How can deep neural networks be trained more effectively at scale? The right solution could accelerate machine learning innovations across a wide range of applications.
Gennady Pekhimenko, an assistant professor in the department of computer and mathematical sciences at U of T Scarborough and the tri-campus graduate department of computer science, recently received Amazon’s 2020 Machine Learning Research Award and Facebook’s 2020 AI System Hardware/Software Co-Design Research Award to address this challenge.
Advances in both hardware and software have propelled the ongoing revolution in machine learning (ML), allowing for the efficient processing of vast amounts of data. At the same time, algorithms for deep neural networks (DNNs) have also improved.
As DNN models become more powerful and sophisticated, with an increasing number of parameters and layers, they require more robust computing power. Since a single hardware accelerator has limited computing power, a more effective way to train DNNs requires a structure for efficient and scalable distributed training processes, which split up the workload to train a model among multiple processors.
Major challenges stand in the way. Current approaches to distributed training offer limited scalability since they fail to address a fundamental limitation in the DNN training algorithms—a strong sequential dependency between layers, as required by the backpropagation algorithm, which is the cornerstone of the DNN training process.
Additionally, many existing DNN models suffer from high memory consumption, which limits the computing effectiveness of the accelerator.
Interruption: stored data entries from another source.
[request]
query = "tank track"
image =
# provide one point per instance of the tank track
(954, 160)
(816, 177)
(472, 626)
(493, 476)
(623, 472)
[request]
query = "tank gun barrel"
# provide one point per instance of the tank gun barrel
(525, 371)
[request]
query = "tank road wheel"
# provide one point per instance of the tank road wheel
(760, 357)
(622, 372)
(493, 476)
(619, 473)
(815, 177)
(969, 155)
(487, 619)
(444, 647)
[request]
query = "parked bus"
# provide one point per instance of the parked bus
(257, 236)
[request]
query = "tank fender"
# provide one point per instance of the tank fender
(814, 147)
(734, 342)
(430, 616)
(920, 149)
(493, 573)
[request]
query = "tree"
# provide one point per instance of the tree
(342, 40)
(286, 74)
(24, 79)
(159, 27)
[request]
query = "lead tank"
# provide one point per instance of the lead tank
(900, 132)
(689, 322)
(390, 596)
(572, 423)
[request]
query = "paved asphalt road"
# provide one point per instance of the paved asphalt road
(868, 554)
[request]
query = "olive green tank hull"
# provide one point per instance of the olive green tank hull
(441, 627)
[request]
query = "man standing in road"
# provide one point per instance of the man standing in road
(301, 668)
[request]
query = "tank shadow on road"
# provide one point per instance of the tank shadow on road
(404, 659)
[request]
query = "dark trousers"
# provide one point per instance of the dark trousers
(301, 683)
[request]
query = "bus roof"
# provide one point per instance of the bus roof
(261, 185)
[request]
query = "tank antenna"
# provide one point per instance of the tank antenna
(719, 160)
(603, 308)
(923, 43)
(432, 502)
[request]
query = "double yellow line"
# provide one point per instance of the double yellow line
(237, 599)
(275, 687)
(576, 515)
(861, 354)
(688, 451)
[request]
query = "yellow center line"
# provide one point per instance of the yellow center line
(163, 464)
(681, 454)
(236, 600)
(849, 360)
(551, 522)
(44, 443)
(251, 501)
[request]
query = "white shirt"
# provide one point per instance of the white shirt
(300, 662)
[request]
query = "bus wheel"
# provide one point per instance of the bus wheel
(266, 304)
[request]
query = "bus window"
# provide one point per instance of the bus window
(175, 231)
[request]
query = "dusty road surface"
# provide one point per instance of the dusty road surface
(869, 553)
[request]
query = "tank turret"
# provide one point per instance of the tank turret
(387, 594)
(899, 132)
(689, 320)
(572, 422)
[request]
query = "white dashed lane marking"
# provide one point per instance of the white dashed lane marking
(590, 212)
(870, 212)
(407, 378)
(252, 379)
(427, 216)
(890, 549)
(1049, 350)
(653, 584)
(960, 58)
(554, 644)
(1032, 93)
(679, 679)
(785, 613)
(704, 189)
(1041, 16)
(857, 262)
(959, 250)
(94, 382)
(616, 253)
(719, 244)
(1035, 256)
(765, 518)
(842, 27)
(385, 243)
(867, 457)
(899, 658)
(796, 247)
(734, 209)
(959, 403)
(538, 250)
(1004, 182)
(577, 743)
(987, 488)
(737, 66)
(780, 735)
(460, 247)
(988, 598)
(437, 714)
And as they seek new, more efficient models, machine learning researchers are constrained by the possible size and depth of the model.
To address these challenges, Pekhimenko proposes targeting two major goals:
First, he aims to develop fundamentally new machine learning algorithms, and to co-design them with new and existing computing systems to improve their scalability in existing and emerging ML applications.
Second, he plans to design new optimizations that significantly reduce memory and bandwidth consumption when training machine learning models.
Ultimately, a more effective and scalable way to train deep neural networks could improve the pace of advancements in machine learning, spanning applications from computer vision to natural language processing.